Hoy cuento la historia de alguien del colectivo de la salud mental, sí de los estigmatizados en todos los contextos.

Su nombre Sergio a temprana edad ya sabía lo que era el dolor psíquico, su madre padecía una grave enfermedad que él sabía que le iba arrebatar de su presencia en su larga y angosta vida, era pequeño, pero ya se daba cuenta. El miedo al abandono estaba presente juntos con los terrores nocturnos. Cuando iba a ver a su tía rezaba a Dios que él fuera el que se muriera y no su madre. El tiempo y el destino no le hizo caso y su madre fue arrebatada de su vida de golpe con brusquedad y con indolencia.

El caldo de cultivo para los trastornos de personalidad estaba servido, salió de su casa buscando el amor perdido, el cariño no recibido y cayó en las garras de la droga muy joven, pasó las de Caín. Antes de esto los psicólogos por sus intentos de autolisis le decían tienes esta etiqueta Trastorno Distímico con síntomas hipocondriacos. Él no comprendía nada y su familia menos, pidió el certificado de minusvalía física y psíquica aconsejado por una Trabajadora Social de un hospital que casi fue su casa. Y al tiempo avergonzado antes de meterse de lleno en las drogas él mismo pidió la mejoría, le avergonzaba el estigma social en cuanto a la salud mental.
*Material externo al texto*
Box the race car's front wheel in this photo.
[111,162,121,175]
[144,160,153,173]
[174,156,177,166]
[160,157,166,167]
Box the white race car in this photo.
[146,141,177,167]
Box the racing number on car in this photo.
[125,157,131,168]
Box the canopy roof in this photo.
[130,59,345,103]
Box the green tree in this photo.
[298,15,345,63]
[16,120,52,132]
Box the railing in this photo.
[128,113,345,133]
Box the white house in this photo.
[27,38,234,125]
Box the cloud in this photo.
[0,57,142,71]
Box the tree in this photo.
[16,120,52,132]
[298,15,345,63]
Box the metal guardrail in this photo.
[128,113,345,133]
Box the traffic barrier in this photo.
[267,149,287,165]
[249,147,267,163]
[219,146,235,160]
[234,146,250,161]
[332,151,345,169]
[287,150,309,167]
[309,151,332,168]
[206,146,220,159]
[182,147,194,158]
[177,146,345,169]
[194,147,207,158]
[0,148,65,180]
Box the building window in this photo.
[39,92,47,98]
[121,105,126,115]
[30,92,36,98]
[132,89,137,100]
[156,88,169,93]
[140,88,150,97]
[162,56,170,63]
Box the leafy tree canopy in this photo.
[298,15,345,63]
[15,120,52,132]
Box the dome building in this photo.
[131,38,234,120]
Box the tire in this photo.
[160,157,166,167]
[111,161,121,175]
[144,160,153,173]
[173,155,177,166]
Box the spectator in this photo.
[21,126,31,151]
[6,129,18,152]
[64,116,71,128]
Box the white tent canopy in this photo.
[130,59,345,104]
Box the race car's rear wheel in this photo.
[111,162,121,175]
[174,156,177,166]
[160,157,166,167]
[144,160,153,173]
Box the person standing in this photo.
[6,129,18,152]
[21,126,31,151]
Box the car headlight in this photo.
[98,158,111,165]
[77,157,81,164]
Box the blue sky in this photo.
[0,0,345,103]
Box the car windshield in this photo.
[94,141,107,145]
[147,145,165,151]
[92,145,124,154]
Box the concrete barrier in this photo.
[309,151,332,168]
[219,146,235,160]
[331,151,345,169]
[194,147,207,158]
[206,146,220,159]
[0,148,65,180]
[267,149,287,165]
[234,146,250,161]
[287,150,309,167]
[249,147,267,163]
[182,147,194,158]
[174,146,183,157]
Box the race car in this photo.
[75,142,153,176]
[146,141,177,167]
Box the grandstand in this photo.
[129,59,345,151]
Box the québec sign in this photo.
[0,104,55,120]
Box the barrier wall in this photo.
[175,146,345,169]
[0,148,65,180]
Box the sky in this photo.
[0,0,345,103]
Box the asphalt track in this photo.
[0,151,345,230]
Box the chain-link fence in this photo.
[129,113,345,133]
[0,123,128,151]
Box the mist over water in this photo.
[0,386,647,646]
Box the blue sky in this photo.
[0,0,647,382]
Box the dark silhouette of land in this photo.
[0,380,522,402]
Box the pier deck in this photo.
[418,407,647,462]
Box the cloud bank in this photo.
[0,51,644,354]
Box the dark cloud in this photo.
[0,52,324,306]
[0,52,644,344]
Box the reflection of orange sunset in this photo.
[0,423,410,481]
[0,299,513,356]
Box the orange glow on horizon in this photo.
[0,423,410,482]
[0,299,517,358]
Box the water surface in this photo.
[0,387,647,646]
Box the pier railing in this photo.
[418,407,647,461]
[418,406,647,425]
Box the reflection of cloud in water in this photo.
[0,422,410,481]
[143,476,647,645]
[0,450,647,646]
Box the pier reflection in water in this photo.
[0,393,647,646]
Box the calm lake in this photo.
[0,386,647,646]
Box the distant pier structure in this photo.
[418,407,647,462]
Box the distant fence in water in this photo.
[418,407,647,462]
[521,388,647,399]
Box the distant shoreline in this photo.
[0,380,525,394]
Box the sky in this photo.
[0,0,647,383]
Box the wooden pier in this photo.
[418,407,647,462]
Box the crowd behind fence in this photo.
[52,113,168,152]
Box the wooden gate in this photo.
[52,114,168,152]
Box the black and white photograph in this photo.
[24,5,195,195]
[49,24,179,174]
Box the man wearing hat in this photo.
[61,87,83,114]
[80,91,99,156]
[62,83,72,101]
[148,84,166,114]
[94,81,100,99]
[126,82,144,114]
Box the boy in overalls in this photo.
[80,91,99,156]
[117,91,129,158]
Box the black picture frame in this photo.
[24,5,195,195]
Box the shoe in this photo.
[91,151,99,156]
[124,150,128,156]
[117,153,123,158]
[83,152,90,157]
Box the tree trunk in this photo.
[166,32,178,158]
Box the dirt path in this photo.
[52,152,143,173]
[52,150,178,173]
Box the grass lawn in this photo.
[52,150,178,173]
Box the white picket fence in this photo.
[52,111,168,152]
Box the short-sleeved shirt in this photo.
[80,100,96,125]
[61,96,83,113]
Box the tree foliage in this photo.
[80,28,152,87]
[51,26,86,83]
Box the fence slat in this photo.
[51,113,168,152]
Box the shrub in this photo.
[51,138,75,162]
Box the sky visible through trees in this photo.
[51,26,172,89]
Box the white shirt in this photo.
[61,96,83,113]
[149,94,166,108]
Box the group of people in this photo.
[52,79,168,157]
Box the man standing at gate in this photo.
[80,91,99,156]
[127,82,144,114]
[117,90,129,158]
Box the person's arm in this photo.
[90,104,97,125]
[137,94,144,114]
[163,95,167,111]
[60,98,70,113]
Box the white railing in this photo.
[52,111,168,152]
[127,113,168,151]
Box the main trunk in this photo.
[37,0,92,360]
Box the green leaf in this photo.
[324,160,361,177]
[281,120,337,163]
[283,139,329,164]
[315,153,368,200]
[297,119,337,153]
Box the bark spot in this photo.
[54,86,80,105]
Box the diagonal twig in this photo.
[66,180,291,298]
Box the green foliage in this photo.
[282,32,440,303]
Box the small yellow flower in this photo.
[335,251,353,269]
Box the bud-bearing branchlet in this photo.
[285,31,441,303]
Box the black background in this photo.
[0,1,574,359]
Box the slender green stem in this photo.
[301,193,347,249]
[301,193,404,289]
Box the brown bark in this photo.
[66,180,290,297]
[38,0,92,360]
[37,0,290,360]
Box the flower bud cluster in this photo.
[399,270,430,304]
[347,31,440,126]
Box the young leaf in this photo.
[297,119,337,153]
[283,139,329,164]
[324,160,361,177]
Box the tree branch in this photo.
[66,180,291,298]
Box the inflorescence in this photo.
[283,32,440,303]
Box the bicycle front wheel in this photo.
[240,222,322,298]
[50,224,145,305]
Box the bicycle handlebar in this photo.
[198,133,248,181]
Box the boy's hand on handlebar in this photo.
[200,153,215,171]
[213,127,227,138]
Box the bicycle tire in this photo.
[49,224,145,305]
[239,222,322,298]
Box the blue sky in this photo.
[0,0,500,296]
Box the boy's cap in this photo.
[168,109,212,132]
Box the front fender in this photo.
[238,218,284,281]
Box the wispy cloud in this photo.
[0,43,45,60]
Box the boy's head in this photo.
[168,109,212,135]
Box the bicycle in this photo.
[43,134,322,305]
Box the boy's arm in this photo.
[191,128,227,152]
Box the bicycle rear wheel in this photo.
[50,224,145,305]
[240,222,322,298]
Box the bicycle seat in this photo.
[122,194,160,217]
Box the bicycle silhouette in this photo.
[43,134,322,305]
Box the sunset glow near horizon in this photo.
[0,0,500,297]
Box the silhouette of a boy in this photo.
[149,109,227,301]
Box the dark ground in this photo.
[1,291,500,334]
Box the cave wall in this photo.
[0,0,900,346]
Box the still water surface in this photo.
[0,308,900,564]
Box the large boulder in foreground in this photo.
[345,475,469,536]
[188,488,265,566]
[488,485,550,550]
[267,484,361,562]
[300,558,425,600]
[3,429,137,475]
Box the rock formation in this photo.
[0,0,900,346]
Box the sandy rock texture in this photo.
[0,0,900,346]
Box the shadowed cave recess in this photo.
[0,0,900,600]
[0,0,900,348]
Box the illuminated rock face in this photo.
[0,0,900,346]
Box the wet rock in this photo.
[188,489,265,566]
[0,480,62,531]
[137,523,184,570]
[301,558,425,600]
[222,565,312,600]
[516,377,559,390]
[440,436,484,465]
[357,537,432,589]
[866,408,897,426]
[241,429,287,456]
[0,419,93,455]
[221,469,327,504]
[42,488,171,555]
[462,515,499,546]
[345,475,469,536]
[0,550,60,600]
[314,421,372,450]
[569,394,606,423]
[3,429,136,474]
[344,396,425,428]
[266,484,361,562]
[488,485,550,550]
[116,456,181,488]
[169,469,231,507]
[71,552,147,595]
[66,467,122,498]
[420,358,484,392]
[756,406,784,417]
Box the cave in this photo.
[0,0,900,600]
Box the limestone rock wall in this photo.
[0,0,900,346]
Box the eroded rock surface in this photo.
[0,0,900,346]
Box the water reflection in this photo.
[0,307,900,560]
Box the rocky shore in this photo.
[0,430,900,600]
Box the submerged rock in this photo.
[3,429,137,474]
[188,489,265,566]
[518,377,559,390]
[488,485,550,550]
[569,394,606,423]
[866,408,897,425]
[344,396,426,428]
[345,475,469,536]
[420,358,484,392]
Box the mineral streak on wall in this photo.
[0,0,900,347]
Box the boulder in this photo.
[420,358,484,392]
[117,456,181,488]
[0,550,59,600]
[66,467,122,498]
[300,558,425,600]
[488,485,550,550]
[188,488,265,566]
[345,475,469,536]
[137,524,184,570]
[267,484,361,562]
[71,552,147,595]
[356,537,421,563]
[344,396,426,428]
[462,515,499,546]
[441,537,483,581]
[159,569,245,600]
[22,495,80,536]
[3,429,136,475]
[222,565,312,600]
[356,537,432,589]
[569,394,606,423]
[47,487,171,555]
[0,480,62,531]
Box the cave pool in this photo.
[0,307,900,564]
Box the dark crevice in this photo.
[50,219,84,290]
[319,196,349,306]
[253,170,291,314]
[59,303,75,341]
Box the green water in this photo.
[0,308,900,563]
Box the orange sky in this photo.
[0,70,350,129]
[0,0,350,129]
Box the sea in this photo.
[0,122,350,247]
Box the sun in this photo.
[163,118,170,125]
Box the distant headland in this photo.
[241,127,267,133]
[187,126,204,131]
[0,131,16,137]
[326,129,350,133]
Pasó años drogándose, el miedo al abandono era tal que el dolor psíquico era insoportable y se infringía el mismo dolor físico el dolor de caer en las redes de la droga, paradoja fueron su salvación su morfina ante tanto sufrimiento psíquico. Pero todo pasa factura en la vida.

Salió de las drogas gracias a un grave intento de sucedido frustrado, estudió, se enamoró tuvo parejas y la última fue tocada por su miedo al abandono, típico de las personalidades límite y acabó en un gran desamor, hoy vaga solo sin casi relaciones sociales por su falta de comprensión de su enfermedad mental, y la de los que tuvo alrededor y la falta de adherencia al tratamiento.

Nada puede suavizar esa vida de dolor, ahora en la segunda mitad de la vida se da cuenta de todo y se disculpa ante sí mismo por tanto daño hacia el mismo por su parte, por tantos, no pecados confesados por el atenuante de la enfermedad mental.

Para él le queda poco tiempo, ya no están los contextos para comprender a un cincuentón, su familia no comprende el por qué y el para qué de todo.

Él solo sabe que ha amado mucho con acierto con torpeza y que nada de lo que hizo bueno o malo era totalmente libre, por tanto, ¿Quién tiene derecho a juzgar esa vida? Nadie.

Aceptemos a los enferm@s mentales son personas que llevan mucho dentro, que si pudieran expresarlo nos enriquecerían, la pena es que muchas veces es tarde, de tanto estigma social y las familias están quemadas y se avergüenzan algo que no ayuda a la inclusión real.

Este chico con todo se ha pasado la vida ayudando a los demás y es un completo resiliente con grandes valores y mucho amor que dar y recibir.